Numerical investigation on the fluid droplet separation performance of corrugated plate gas-liquid separators

Abstract

Separation and purification technology should be optimized, the performance of corrugated plate gas-liquid separators presently need to be geometrically improved for the low separation efficiency and high pressure cost. This paper mainly investigates the separation performance of corrugated plate gas-liquid separators with different vane types through 3D computational fluid dynamics (CFD).The velocity, pressure, and turbulence energy magnitude that are remarkably influenced by vanes’ type are compared, and friction factor (f) and separation efficiency (η) that are correlated to the vane type are numerically analyzed. The fluid film thickness and droplet diameter distribution are predicted, and the variations in pressure drop, grade separation efficiency, and overall separation efficiency are obtained to evaluate the performance of separators. And additionally, the correlations for the collection efficiency as a function of the Stokes number have been found, and the numerical data to those correlations have been fitted.
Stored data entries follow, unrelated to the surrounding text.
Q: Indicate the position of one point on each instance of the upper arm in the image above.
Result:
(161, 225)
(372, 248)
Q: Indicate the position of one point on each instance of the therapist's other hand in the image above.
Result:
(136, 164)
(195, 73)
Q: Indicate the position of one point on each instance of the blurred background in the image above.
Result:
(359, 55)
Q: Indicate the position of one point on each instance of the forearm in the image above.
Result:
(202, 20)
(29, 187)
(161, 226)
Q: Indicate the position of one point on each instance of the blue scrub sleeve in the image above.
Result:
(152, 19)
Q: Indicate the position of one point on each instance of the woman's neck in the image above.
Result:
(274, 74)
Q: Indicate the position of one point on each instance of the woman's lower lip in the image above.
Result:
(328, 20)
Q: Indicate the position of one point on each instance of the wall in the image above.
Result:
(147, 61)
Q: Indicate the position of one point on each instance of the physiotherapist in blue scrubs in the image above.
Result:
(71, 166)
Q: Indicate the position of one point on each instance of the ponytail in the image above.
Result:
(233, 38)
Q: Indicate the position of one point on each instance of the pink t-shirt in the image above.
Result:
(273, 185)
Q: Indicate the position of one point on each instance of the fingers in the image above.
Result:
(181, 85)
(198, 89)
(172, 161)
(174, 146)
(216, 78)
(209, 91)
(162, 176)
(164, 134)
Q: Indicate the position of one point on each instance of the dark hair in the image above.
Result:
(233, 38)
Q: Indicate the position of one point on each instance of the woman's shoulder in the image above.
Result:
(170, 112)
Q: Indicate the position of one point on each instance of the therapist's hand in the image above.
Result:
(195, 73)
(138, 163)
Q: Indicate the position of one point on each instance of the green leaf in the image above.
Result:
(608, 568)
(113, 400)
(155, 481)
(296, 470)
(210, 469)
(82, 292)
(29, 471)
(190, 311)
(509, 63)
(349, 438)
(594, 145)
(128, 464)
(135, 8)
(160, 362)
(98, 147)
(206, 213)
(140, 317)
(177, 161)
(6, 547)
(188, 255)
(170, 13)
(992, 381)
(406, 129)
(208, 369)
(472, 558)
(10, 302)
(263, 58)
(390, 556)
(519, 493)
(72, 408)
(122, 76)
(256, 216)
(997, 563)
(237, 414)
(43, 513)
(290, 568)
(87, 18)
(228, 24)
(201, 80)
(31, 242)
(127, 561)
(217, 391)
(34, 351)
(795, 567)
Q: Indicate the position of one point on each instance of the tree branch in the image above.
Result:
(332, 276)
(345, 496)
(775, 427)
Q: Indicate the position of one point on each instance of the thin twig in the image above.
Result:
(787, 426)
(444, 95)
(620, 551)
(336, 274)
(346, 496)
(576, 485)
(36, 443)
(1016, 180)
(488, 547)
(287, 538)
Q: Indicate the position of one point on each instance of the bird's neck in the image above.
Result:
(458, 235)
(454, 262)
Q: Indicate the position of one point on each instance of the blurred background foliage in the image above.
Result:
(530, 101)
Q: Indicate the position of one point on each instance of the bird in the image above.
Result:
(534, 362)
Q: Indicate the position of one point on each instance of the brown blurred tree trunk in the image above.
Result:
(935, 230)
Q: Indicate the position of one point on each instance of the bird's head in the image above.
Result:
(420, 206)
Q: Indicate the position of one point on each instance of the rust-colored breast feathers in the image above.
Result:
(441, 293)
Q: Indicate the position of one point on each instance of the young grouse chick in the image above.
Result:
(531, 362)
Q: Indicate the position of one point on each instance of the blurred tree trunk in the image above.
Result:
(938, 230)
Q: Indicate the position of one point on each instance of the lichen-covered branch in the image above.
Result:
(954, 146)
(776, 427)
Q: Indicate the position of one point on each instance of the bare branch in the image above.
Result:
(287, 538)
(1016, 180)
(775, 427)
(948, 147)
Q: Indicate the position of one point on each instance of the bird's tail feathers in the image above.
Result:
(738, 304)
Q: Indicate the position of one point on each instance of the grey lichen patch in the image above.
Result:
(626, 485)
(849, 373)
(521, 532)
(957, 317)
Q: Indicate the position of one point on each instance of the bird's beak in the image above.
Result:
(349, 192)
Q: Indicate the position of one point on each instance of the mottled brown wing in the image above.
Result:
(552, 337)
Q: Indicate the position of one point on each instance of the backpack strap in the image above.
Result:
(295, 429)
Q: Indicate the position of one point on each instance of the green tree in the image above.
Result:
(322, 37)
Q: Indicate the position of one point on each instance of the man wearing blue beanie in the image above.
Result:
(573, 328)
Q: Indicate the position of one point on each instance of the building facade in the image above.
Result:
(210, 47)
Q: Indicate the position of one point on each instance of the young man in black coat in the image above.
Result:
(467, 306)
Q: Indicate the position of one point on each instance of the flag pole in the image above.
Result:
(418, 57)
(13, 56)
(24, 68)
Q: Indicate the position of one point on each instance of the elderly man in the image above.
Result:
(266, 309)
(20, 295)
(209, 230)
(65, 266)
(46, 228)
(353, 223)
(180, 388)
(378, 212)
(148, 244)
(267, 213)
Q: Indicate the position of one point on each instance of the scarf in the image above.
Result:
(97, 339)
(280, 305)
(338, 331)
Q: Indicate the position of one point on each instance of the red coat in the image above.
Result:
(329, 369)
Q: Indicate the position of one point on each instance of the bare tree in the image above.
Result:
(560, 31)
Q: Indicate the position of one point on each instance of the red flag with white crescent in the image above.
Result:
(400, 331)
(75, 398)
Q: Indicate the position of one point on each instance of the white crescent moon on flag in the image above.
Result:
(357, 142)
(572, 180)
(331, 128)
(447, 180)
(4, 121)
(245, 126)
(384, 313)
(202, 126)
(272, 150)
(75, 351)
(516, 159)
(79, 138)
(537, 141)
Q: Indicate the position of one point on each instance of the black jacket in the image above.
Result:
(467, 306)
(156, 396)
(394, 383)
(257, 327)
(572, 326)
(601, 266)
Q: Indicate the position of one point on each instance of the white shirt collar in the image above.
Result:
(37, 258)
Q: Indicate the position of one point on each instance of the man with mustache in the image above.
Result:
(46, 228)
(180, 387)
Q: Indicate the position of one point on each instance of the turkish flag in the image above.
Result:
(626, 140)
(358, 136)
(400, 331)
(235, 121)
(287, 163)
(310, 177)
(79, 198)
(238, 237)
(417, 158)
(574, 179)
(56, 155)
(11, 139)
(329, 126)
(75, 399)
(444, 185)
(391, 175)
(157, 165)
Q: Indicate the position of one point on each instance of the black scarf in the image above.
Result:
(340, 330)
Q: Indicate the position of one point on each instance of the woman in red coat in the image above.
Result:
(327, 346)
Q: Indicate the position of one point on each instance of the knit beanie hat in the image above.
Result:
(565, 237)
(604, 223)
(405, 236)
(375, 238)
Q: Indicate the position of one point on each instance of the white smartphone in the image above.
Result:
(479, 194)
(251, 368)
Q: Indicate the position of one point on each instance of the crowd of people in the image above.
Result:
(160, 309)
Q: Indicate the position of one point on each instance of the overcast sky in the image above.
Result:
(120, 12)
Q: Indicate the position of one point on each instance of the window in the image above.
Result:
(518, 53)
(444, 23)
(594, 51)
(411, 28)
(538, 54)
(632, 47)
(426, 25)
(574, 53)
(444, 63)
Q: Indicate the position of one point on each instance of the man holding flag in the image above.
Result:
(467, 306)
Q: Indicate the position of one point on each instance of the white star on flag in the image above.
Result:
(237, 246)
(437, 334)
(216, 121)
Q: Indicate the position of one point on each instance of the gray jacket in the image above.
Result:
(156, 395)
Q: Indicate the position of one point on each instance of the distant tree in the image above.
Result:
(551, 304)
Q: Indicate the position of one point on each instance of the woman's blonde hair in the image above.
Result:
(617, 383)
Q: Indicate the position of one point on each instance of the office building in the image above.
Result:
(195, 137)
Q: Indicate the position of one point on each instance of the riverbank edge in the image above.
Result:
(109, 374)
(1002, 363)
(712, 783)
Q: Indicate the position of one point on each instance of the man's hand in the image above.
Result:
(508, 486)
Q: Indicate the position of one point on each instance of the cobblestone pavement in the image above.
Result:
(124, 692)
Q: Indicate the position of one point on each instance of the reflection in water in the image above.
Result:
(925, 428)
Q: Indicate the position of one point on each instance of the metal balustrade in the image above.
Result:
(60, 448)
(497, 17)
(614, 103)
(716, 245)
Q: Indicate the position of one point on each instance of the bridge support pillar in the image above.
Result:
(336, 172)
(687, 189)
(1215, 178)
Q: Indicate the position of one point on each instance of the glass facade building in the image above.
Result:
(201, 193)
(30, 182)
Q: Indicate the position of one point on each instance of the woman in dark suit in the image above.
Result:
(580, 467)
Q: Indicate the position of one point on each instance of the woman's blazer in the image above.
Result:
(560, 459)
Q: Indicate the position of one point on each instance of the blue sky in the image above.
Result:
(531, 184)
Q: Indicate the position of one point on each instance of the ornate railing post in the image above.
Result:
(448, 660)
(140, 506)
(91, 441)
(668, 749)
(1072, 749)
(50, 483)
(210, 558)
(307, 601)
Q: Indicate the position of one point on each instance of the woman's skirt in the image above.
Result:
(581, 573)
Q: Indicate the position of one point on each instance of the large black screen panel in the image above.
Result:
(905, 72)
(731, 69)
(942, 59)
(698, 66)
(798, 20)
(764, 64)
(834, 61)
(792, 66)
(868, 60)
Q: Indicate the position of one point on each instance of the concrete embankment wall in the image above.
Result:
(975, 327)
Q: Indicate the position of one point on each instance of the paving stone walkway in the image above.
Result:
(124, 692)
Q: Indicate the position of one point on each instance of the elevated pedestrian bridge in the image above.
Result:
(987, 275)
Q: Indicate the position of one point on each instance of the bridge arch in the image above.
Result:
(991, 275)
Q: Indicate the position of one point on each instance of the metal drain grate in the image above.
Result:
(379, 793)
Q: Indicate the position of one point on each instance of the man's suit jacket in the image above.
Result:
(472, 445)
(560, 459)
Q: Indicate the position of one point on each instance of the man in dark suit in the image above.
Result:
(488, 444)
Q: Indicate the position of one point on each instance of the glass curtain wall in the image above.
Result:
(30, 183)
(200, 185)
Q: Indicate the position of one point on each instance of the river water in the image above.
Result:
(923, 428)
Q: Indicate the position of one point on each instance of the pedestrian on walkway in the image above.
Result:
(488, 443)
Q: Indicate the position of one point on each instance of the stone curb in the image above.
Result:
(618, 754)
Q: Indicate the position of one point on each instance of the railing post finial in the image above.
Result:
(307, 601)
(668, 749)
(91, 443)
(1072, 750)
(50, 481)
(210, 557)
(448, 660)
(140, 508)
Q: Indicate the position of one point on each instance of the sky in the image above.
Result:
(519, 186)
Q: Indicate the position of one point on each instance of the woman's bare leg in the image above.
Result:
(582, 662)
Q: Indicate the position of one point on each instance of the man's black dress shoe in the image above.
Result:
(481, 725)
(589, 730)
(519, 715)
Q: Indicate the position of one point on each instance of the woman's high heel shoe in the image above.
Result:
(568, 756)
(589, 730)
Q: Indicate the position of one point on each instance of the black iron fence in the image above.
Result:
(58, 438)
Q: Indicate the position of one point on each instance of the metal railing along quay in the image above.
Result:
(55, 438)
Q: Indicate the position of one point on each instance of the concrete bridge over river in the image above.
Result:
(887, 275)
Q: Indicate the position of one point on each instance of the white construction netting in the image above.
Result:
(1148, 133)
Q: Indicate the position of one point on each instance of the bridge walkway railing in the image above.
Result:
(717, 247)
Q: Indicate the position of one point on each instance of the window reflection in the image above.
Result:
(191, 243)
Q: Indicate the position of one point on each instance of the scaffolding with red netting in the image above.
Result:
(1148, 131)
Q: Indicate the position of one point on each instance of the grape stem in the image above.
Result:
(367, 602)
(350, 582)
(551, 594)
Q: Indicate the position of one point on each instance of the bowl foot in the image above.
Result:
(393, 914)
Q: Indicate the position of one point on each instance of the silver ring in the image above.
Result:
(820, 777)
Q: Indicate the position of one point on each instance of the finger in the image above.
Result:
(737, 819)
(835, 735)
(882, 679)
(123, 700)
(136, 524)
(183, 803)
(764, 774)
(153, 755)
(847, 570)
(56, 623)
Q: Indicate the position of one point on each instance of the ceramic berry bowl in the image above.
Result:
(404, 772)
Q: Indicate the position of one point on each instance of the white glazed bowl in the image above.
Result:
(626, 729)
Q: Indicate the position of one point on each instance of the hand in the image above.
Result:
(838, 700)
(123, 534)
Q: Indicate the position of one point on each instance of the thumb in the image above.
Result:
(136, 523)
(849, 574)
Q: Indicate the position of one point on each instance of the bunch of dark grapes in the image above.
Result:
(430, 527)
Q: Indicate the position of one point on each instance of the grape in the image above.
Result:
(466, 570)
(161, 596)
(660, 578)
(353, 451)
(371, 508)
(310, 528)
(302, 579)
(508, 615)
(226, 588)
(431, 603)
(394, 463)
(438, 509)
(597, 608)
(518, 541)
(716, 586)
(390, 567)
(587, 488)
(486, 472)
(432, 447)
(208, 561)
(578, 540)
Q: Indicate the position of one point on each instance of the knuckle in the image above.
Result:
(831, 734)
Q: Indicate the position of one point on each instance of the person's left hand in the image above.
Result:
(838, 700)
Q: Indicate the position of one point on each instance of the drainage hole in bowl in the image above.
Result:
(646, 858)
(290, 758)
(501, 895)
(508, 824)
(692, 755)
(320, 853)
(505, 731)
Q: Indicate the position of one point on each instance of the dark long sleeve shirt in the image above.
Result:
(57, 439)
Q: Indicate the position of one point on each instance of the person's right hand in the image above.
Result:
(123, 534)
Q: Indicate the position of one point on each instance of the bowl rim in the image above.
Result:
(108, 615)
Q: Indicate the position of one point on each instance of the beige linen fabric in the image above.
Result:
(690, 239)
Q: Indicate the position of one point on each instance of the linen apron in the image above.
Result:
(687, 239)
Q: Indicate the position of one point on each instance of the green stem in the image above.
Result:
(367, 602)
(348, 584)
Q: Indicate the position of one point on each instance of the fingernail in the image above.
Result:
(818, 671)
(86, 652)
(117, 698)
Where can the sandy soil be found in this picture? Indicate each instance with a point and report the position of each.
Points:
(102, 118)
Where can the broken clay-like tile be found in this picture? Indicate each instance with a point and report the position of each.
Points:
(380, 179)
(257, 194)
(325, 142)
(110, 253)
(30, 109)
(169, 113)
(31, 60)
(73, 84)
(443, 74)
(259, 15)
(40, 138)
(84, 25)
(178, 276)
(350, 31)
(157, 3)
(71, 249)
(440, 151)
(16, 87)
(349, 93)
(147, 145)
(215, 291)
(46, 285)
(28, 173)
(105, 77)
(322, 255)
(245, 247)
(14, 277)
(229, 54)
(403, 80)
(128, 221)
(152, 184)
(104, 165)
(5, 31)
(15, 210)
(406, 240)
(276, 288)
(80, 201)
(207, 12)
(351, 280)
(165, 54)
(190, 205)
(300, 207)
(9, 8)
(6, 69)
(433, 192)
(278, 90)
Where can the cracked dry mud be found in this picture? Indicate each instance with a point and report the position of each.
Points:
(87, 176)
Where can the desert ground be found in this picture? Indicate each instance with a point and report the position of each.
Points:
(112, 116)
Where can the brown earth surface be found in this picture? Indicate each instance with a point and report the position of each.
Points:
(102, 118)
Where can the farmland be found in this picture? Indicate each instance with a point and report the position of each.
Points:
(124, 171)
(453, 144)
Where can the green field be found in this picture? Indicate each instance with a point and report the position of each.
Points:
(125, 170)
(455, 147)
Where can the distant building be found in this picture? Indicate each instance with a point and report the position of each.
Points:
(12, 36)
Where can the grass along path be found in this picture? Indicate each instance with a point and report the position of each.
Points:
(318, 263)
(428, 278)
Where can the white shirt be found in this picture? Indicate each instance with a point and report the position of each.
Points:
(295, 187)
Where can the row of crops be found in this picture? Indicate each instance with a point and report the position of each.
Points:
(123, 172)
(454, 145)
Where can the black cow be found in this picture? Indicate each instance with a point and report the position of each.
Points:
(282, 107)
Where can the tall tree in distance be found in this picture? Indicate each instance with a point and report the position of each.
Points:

It is found that the separator STV1 contributes mostly in enhancing the separation efficiency but with high pressure drop, and separators PV and SV have low pressure drop and separation efficiency. The separator MV is considered to have optimized performance for the 24.3 Pa and 97.6% under the airflow velocity U = 1.00 m/s, the separator can be used in a wider range of airflow velocity without losing the separation performance. This study can be used as a reference for the design of wave plate separator.